Investment in oil, gas essential over declining production
In the longer-term, investment in oil and gas remain essential to meet demand and replace declining production, according to the latest report by the International Energy Agency (IEA).
Nigeria’s crude oil production has been on the decline, dropping by 130, 000 barrel per day (bpd) in August to an average of 1.44 million bpd, as oil companies struggle to revamp pipelines in Niger Delta following severe attacks by militants.
The report released recently on the company, the growth in renewables and energy efficiency lessens the call on oil and gas imports in many countries.
As a result of major transformations in the global energy system that take place over the next decades, renewables and natural gas are expected to meet energy demand growth until 2040.
It noted that a detailed analysis of the pledges made for the Paris Agreement on climate change finds that the era of fossil fuels appears far from over and underscores the challenge of reaching more ambitious climate goals.
It noted that government policies, as well as cost reductions across the energy sector, enable a doubling of both renewables – subject of a special focus in this year’s outlook – and of improvements in energy efficiency over the next 25 years.
IEA said that natural gas continues to expand its role while the shares of coal and oil fall back.
IEA Executive Director, Dr.

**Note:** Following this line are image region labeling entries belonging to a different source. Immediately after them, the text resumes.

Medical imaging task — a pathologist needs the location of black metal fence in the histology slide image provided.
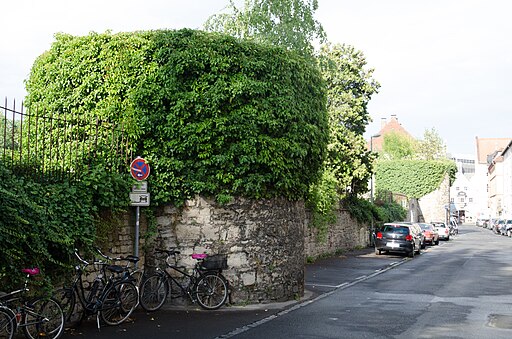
[0,99,132,181]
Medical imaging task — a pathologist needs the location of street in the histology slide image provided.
[64,225,512,338]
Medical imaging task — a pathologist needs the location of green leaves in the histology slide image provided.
[375,160,457,198]
[27,29,328,206]
[204,0,326,55]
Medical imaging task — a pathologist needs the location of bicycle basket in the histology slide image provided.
[201,254,228,270]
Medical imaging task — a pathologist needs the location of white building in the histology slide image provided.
[473,137,512,218]
[450,154,479,222]
[497,141,512,219]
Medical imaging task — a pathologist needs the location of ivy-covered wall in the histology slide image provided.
[26,29,328,204]
[375,160,457,198]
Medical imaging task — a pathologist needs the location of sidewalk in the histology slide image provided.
[62,248,409,339]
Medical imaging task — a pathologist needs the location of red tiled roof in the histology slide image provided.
[476,137,512,164]
[368,115,413,152]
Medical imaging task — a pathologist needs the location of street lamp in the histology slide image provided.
[370,134,380,246]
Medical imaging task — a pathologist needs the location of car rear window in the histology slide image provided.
[383,225,409,234]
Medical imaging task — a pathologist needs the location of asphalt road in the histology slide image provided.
[63,226,512,339]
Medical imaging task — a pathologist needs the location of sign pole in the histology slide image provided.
[133,206,140,257]
[130,157,150,265]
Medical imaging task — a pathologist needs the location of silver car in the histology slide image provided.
[431,221,450,240]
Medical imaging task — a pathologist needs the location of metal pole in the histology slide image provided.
[134,206,140,266]
[370,135,375,246]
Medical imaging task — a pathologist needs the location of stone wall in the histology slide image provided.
[418,174,450,223]
[102,197,368,304]
[305,210,369,258]
[150,197,306,304]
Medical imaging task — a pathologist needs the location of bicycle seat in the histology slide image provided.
[122,255,139,263]
[21,267,40,275]
[155,248,181,256]
[106,265,125,273]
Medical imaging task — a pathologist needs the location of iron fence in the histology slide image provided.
[0,99,132,181]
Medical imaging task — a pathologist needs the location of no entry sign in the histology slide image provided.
[130,157,149,181]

Faith Biro states: “We see clear winners for the next 25 years – natural gas but especially wind and solar – replacing the champion of the previous 25 years, coal. But there is no single story about the future of global energy: in practice, government policies will determine where we go from here.”
The report stated that traditional concerns related to oil and gas supply remain – and are reinforced by record falls in investment levels.
It showed that another year of lower upstream oil investment in 2017 would create a significant risk of a shortfall in new conventional supply within a few years.
The report stated: “ Increased LNG shipments also change how gas security is perceived. At the same time, the variable nature of renewables in power generation, especially wind and solar, entails a new focus on electricity security.
Global oil demand continues to grow until 2040, mostly because of the lack of easy alternatives to oil in road freight, aviation and petrochemicals, according to WEO-2016. However, oil demand from passenger cars declined, even as the number of vehicles doubles in the next quarter century.